Journyx is actively following the security vulnerability in the open-source Apache "Log4j 2" utility (CVE-2021-44228). We are currently assessing the potential impact of the vulnerability for Journyx products and services. This is an ongoing event and we will continue to provide updates to this security bulletin as needed.
Background:
A critical remote code execution vulnerability impacting at least Apache Log4j 2 (versions 2.0 to 2.14.1) was recently announced by Apache. This vulnerability is designated by Mitre as CVE-2021-44228 with the highest severity rating of 10.0. The vulnerability is also known as Log4Shell by security researchers. If exploited, this vulnerability allows adversaries to potentially take full control of the impacted system.

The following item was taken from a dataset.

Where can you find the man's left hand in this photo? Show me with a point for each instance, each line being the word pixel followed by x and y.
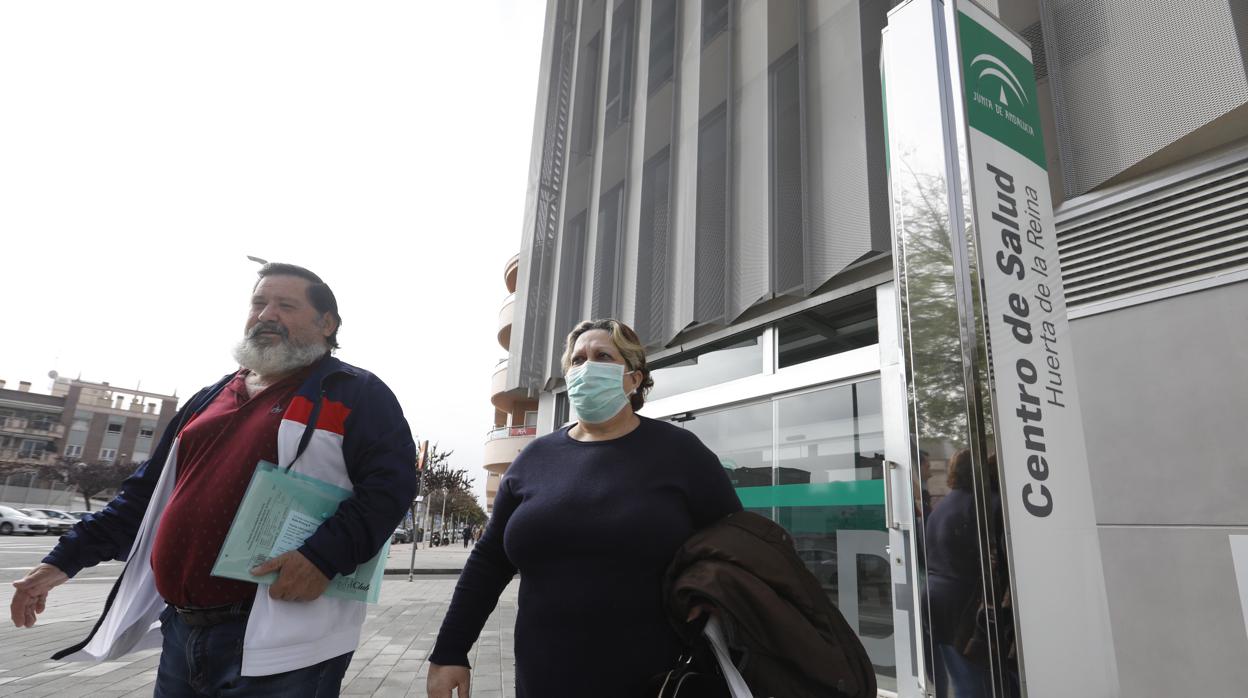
pixel 297 578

Log4j 2 is a commonly used open source third party Java logging library used in software applications and services.
Journyx has reviewed our supported products for impact and have currently found nothing to indicate that this vulnerability applies to the Journyx products or services.
Products Investigated:
Investigation has found no evidence of impact to these products by CVE-2021-44228.
- Journyx Application (all versions)
- Journyx Accountlink (all versions)
- Journyx Mobile Application (iOS and Android)
- Clock Mobile Application (iOS and Android)
- Journyx Cloud Hosting
- Acumen Application (all versions)
- Acumen Mobile Application (iOS and Android)
- Acumen Cloud Hosting
Information on this page last updated 1:22PM CST on December 21, 2021.